Retards de paiement : ils peuvent justifier le retard de livraison.
Retards de paiement : le vendeur peut les opposer à l’acquéreur pour compenser les pénalités liées au retard de livraison (3ème Civ, 14 février 2019, n° 17-31665).
Dans cet arrêt, un promoteur avait vendu en l’état futur d’achèvement un immeuble destiné au logement de personnes âgées.
Se plaignant d’un retard de livraison, l’acquéreur a assigné en indemnisation le promoteur, qui a demandé à titre reconventionnel le paiement d’indemnités contractuelles.
Devant la Cour d’Appel, le promoteur a été condamné à indemniser le retard de livraison.
Les magistrats ont retenu que la stipulation de pénalités contractuelles de retard faisait obstacle à ce que le promoteur puisse opposer l’exception d’inexécution aux retards de paiement de l’acquéreur pour suspendre l’exécution de sa propre prestation.
Cet arrêt est cassé par la Cour de Cassation, au visa de l’article 1184 du Code Civil, dans sa rédaction antérieure à celle issue de l’ordonnance du 10 février 2016.
Cet article disposait que :
« La condition résolutoire est toujours sous-entendue dans les contrats synallagmatiques, pour le cas où l’une des deux parties ne satisfera point à son engagement.
Dans ce cas, le contrat n’est point résolu de plein droit.
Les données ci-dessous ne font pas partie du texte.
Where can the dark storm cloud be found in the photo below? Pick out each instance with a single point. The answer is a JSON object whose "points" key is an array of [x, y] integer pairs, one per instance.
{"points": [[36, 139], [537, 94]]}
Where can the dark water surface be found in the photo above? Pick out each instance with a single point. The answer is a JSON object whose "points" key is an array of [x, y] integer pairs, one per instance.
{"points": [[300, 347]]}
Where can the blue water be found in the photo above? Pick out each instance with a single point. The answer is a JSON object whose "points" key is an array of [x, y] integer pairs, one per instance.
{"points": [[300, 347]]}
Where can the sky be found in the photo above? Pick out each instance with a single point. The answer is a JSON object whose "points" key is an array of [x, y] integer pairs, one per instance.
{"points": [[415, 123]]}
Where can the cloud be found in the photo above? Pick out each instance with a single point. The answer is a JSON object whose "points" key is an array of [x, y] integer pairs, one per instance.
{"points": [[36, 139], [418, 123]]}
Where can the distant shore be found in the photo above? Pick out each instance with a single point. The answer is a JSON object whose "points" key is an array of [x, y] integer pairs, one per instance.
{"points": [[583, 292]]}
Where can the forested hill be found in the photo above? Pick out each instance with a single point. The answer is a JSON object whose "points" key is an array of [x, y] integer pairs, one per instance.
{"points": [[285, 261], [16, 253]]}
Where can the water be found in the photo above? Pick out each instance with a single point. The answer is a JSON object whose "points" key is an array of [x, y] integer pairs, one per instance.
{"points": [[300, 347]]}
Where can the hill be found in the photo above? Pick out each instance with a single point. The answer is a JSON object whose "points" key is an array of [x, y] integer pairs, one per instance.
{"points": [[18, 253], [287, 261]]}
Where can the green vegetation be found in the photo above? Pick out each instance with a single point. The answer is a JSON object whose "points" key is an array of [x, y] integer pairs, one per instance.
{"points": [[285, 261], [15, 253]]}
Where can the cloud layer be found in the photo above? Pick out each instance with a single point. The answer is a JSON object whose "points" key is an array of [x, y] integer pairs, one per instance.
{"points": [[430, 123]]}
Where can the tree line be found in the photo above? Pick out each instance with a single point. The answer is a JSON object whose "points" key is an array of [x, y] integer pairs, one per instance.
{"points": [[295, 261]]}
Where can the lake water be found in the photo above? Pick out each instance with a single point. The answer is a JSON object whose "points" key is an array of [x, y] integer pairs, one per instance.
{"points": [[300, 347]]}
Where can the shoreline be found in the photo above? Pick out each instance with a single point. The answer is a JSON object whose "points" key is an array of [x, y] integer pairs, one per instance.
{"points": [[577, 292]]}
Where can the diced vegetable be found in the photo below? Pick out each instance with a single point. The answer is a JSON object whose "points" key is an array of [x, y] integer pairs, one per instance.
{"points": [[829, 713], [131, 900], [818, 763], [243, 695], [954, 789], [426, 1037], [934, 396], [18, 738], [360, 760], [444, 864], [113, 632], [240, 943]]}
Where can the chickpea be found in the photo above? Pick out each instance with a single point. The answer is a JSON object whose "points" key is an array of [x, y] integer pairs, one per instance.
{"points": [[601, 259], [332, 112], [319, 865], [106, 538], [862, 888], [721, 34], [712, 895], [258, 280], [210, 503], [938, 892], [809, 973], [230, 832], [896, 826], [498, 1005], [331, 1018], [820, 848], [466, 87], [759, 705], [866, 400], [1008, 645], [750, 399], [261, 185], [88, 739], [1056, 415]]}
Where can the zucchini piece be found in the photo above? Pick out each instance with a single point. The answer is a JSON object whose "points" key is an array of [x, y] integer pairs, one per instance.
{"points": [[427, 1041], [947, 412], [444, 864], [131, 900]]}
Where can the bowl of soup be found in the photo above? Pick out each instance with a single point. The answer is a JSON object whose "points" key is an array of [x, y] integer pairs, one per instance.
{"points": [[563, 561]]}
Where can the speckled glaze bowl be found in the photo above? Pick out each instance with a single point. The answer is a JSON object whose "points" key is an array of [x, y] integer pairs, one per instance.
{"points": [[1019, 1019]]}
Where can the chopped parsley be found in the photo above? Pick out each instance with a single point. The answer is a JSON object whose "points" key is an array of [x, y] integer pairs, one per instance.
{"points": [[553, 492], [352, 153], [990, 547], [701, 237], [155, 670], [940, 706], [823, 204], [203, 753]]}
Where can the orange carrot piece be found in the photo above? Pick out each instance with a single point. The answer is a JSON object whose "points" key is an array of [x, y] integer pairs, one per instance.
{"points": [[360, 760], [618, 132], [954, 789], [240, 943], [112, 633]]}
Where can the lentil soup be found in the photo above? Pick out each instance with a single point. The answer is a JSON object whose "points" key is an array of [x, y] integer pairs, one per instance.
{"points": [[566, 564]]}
La partie envers laquelle l’engagement n’a point été exécuté, a le choix ou de forcer l’autre à l’exécution de la convention lorsqu’elle est possible, ou d’en demander la résolution avec dommages et intérêts.
La résolution doit être demandée en justice, et il peut être accordé au défendeur un délai selon les circonstances.«
Cet article servait de fondement indirect au mécanisme de l’exception d’inexécution, qui a maintenant deux articles qui lui sont consacrés par la réforme du Code Civil de 2016 (articles 1219 et 1220).
Dans le cadre d’un contrat synallagmatique, les parties sont liées par des obligations contractuelles interdépendantes et réciproques. L’exécution d’une obligation contractuelle par une partie ne vaut que si l’autre exécute sa propre obligation, et inversement.
Si l’un des cocontractants manque à son obligation, l’autre peut lui opposer l’exception d’inexécution et ainsi ne pas s’exécuter non plus.
Dans cet arrêt, la Cour de Cassation vient préciser que la stipulation de sanctions à l’inexécution du contrat n’exclut pas la mise en œuvre des solutions issues du droit commun des obligations.
La Haute Juridiction admet ainsi la faculté de cumuler les sanctions en présence d’une inexécution contractuelle : celle prévue contractuellement (les intérêts de retard) et celle résultat du droit commun (l’exception d’inexécution pour retards de paiement).
Cette pratique est d’ailleurs consacrée par le nouvel article 1217 du Code Civil qui dispose que :
« La partie envers laquelle l’engagement n’a pas exécuté, ou l’a été imparfaitement, peut :
– refuser d’exécution ou suspendre l’exécution de sa propre obligation ;
– poursuivre l’exécution forcée en nature de l’obligation ;
– obtenir une réduction du prix ;
– provoquer la résolution du contrat ;
– demander réparation des conséquences de l’inexécution.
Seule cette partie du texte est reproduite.